The HRC "Massachusetts mafia" that hired Solmonese wanted a political operative, not an inspirational leader; and unfortunately, that's what they got. Anyone who's heard Solmonese speak, or listened to his satellite radio show, knows that his focus is all on the horse race. He must snooze his way through news articles about civil rights until he can get to the "good stuff" — who's up, who's down, raw politics. There's no harm in that, per se, but you hire that person to direct your political operations, not lead the whole organization, much less a movement.
"What makes you political powerful is money and membership," the Globe quotes Solmonese as saying. Notice that missing from that poli-sci lesson is anything about the message. In the Solmonese playbook, having a meaningful message just doesn't count. (Neither does Solmonese's claim about membership, since he admitted last year that HRC cooks the numbers, counting as "members" anyone who's ever given even a single dollar to the organization.)

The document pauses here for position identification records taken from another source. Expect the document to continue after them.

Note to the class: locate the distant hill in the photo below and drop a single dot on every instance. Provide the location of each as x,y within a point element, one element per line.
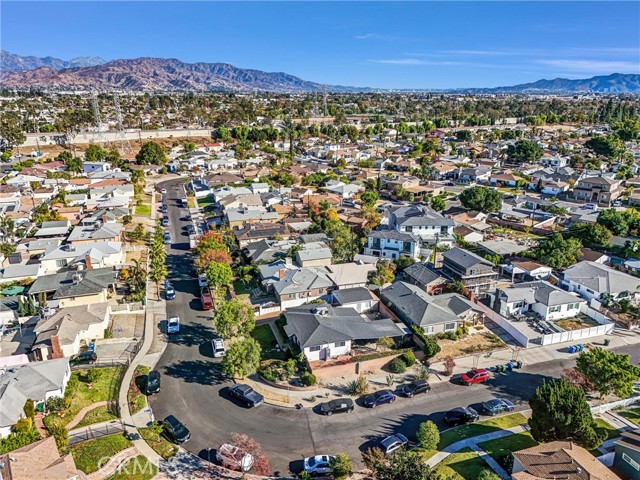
<point>10,62</point>
<point>161,74</point>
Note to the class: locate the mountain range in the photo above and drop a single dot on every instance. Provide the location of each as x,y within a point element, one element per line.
<point>160,74</point>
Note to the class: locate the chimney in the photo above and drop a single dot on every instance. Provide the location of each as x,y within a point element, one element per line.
<point>56,351</point>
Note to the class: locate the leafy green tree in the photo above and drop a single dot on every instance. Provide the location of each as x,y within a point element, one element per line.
<point>234,319</point>
<point>525,151</point>
<point>483,199</point>
<point>242,358</point>
<point>341,466</point>
<point>151,153</point>
<point>590,233</point>
<point>559,410</point>
<point>608,372</point>
<point>558,252</point>
<point>428,435</point>
<point>438,203</point>
<point>369,199</point>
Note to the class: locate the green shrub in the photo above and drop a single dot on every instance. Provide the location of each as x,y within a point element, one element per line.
<point>308,379</point>
<point>397,365</point>
<point>408,358</point>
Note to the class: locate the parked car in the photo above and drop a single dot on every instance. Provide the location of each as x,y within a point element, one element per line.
<point>318,465</point>
<point>173,325</point>
<point>234,458</point>
<point>461,415</point>
<point>217,345</point>
<point>392,443</point>
<point>246,395</point>
<point>207,301</point>
<point>378,398</point>
<point>415,387</point>
<point>497,405</point>
<point>88,356</point>
<point>152,384</point>
<point>338,405</point>
<point>477,375</point>
<point>176,430</point>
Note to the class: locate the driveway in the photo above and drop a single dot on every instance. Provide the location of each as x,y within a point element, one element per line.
<point>194,389</point>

The Solmonese partisan allegiance, along with his disregard for winning hearts and minds — as opposed to just votes — is what's really behind his decision to divert money from the ballot measures to backing Democrats. The mixed results from November — which included several close calls and a win in Arizona — prove these ballot measures are, in fact, winnable. And losing has a serious cost, given the difficulty of re-amending a state constitution to once again permit marriage (and in many cases, even civil unions).
But those aren't the biggest costs to the movement from Solmonese's failure to keep his eyes on the prize, as Martin Luther King, Jr., used to say. (Can anyone imagine the Civil Rights Movement putting the likes of Solmonese at its helm, much less suborning the dream of equality to one political party?) Unlike the countless, faceless races in which HRC spent gay rights money on somewhat-pro-gay Democrats, these ballot initiatives are about "our issues." They represent an important opportunity to engage the public on marriage, something our leaders always say we need to do more of but never seem to get around to doing.
In fact, HRC has wasted lots of money fighting marriage ballot measures, usually on ads that don't even advocate for marriage but instead invoke bland rhetoric about "not writing discrimination into the constitution" or making the argument that marriage is already banned by legislation. It's the kind of message that tests well with focus groups but (a) doesn't win elections and (b) does nothing to engage on the issue itself, reaching "the mushy middle" that is sympathetic to gay people but hasn't gotten over "the M word."
Rather than see the money was wasted because it didn't go toward the message, Solmonese has instead diverted crucial funds even further from the actual battleground. That's because the HRC of Joe Solmonese has given up reaching those people, and instead chosen the lobbyist end-run: giving money through the back door to buy politicians who it's hoped will show leadership. It's a big gamble and one that shows little faith in the power of the message. And it's certainly no way to run a movement.